As well as being a useless goal scorer and clinically obese Ricketts was virtually immobile. I can’t recall him moving at all on the pitch, indeed the club had to employ a company to remove moss and algae from him  every few  months. Shortly after the Carling Cup win I went to the Riverside and was amazed to find that Ricketts’ minor contribution to our victory had been formally recognised.

“Look they have put up a statue of Michael Ricketts!”

“No” said my mate, “that is Michael Ricketts”

After leaving Boro his Michael’s career went downhill as fast as if he had been pushed down Ormesby Bank on a go-kart. His overall career amounted to nothing apart from the distinction of being surely the worst centre forward every to get an England cap.

Ricketts didn’t fare much better in his personal life. In January 2011 he pleaded guilty to a charge of common assault for punching and head-butting his girlfriend outside a restaurant( where else!)and received a twelve months community order. The sentence would have been longer  because he had also tried to kick her but he missed.

Michael Barrington Ricketts – yer great  puddin’.




11 thoughts on “Boro’s January Transfer Window Nightmares (2) – Michael Ricketts”

  1. I remember him appearing at Villa and one of the ground staff but a bucket beside him for donations, a bit like a street sculpture in York. But even the painted characters moved occasionally.

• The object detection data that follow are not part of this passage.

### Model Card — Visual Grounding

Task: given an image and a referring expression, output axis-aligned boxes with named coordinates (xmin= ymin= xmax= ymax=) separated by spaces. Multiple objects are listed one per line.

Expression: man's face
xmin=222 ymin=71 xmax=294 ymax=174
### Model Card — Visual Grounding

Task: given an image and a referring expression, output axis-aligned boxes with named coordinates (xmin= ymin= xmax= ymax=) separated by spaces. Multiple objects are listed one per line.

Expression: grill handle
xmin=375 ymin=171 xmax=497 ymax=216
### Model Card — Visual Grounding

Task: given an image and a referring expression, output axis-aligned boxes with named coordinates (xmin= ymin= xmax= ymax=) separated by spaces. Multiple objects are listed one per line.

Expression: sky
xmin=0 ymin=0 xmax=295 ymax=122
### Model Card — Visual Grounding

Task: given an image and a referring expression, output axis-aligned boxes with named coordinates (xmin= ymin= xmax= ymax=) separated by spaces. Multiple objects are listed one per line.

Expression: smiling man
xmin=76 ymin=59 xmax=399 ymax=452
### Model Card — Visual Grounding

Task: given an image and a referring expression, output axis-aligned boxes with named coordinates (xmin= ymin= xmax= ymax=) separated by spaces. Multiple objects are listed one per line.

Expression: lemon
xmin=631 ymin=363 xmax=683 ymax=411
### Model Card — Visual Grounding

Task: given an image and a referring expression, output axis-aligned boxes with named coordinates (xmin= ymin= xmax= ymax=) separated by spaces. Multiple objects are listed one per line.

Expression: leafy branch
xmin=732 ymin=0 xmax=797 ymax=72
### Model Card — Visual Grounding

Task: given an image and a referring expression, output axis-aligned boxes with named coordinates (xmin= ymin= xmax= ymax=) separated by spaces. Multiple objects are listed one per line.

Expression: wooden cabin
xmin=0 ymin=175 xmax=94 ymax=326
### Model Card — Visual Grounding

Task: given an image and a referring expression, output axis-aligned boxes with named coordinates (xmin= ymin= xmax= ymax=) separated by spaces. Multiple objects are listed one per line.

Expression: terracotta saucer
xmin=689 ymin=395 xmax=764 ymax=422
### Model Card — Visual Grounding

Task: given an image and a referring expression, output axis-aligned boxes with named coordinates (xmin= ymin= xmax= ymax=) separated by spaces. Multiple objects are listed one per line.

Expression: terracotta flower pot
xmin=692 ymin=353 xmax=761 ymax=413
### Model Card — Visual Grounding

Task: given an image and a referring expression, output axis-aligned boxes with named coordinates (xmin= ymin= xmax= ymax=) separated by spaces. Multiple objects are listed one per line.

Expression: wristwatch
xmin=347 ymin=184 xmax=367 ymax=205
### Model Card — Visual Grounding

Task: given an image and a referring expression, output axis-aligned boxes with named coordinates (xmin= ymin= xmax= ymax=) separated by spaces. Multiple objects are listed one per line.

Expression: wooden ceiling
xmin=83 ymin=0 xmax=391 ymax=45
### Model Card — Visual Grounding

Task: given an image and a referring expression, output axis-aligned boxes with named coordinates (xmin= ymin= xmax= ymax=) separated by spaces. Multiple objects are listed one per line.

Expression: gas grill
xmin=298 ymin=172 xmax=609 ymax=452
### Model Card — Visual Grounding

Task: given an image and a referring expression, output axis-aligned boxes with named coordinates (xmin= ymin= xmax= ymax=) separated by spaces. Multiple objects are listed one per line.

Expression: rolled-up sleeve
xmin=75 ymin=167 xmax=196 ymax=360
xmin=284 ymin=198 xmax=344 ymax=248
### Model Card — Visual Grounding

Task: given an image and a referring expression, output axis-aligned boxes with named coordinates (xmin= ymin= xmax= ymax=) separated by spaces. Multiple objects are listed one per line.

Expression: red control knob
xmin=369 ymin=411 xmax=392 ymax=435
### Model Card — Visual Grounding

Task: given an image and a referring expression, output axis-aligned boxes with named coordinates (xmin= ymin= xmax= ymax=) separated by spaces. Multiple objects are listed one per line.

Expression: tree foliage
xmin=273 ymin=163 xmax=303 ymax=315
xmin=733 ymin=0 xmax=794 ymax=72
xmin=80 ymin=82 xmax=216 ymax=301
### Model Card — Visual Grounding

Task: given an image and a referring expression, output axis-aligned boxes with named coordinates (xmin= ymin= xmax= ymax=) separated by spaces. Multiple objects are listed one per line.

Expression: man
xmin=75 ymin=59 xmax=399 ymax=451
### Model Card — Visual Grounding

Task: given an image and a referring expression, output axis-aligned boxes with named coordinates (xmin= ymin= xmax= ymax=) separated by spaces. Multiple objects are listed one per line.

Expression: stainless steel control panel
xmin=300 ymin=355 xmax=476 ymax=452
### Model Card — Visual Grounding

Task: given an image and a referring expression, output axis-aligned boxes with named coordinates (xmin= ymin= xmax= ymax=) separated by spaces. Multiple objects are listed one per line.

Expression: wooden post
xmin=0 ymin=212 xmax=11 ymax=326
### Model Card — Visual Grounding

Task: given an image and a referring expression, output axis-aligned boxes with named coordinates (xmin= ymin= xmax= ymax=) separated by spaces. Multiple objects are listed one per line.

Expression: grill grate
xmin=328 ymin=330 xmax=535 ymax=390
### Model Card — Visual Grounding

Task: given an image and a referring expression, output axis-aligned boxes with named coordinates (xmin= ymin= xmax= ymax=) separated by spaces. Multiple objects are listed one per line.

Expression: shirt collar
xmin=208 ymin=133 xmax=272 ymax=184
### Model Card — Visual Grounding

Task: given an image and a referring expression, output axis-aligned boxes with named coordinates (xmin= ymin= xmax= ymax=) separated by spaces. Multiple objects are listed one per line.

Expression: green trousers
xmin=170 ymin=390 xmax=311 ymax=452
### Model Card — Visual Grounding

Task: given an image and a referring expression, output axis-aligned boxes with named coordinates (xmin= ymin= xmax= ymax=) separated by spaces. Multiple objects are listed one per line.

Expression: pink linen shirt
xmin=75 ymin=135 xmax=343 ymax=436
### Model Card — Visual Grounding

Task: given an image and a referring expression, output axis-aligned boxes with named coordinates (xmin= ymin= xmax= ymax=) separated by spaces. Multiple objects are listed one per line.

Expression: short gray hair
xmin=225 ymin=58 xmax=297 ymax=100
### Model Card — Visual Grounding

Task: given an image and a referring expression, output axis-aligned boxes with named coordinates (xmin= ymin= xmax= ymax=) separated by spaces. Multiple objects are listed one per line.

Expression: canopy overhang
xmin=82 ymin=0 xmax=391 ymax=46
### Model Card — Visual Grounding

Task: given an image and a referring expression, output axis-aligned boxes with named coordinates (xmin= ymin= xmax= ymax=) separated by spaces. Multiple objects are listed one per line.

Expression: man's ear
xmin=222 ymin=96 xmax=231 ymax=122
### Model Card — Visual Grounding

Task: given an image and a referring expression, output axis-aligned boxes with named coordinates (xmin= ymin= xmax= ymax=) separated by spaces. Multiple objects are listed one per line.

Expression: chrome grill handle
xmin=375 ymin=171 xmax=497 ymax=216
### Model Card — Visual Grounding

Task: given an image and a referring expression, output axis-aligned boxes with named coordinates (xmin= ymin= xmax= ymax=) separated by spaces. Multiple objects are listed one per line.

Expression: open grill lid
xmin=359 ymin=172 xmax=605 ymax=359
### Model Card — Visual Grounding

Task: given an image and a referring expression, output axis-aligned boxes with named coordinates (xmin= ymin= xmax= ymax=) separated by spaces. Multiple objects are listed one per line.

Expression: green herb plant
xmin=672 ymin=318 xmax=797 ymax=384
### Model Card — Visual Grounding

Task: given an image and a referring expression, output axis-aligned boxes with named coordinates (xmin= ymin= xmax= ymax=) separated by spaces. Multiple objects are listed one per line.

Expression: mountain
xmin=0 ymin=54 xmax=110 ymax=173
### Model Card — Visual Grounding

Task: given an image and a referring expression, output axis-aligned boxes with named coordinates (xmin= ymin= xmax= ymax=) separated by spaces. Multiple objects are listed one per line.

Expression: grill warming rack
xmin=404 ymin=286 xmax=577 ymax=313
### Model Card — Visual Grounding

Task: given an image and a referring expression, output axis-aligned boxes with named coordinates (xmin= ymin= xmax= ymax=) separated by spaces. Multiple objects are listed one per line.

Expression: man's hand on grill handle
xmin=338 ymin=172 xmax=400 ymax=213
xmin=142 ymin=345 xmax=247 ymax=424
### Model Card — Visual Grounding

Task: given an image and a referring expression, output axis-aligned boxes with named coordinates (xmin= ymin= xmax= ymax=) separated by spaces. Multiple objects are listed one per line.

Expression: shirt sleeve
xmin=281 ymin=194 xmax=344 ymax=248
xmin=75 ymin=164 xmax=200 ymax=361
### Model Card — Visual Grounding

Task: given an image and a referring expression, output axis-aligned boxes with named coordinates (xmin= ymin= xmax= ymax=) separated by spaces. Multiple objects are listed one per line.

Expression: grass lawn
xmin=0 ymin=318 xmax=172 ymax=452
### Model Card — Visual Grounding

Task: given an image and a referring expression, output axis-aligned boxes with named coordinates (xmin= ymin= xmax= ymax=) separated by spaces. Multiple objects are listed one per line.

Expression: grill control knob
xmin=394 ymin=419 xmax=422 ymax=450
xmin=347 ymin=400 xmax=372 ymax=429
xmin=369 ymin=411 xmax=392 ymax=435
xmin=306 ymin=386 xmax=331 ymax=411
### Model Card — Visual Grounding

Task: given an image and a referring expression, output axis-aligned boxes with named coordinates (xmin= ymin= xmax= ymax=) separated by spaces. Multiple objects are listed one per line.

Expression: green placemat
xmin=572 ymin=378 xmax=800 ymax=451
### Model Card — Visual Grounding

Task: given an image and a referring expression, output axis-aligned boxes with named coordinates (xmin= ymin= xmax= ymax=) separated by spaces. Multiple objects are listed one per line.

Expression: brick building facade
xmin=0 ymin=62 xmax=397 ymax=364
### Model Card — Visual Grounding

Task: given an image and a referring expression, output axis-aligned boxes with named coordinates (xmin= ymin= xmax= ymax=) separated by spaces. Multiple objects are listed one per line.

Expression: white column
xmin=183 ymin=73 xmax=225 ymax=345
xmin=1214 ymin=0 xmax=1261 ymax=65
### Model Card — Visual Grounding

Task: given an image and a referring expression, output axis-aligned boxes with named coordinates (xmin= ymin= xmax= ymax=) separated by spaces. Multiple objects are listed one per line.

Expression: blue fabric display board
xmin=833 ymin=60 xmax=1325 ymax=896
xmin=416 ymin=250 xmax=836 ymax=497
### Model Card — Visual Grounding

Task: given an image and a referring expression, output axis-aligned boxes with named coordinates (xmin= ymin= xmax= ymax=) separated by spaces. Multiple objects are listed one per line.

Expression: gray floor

    It is a little known fact he was succesfully prosecuted by the RSPCA. He was found kicking a tortoise. His excuse was it had been following him in training all day. His sentance was reduced on appeal because he hadnt eaten it.

    1. Cheers Ian – a crazy buy which begs the question, who watched him and decided he was worth a punt. I wonder how long he’d last in a high intensity Karanka training session – a minute possibly.

      1. They must have watched a long time unless the had a DVD made by one of David Attenborough’s camera men. You know the type, they make films of plants using time-lapse photography.

    1. Thanks John – we’ve rarely done well with strikers – the best one we bought was probably Hickton and he was a defender to start with, maybe that’s the key – buy defenders and convert them.

      1. I think Brian Orrit was a converted defender too. John Hickton was a full back at Sheffield Wednesday wasn’t he? The problem always seems to be buying an instant solution that everybody expects will work. Peter Davenport anyone?

        Sometimes these ‘solutions’ work well in the original team but just don’t click in the new one, I get quite cross about this pot of gold that is the 20 goal striker. Better that the goals come from all over the team and pitch because one simple tactic cannot smother the unpredictable danger from anywhere.

        As a Boro supporter I’m finding it quite hard to not find anything to moan about. Strange days.

        All the best and UTB,


        1. Some of gone the other way too John.

          “Big” Billy Ashcroft ended up at centre back as did Alan Kernaghan. I think Willie Maddren started out playing further upfield and David Wheater was a prolific striker at junior level.

          Yes, good times – into February and no wobbles yet. Come On Boro !

    2. That reminds me, black pudding goes well with haggis, turnips and spuds.

      We have had plenty of all of them. Some have managed to be a melange of the ingredients.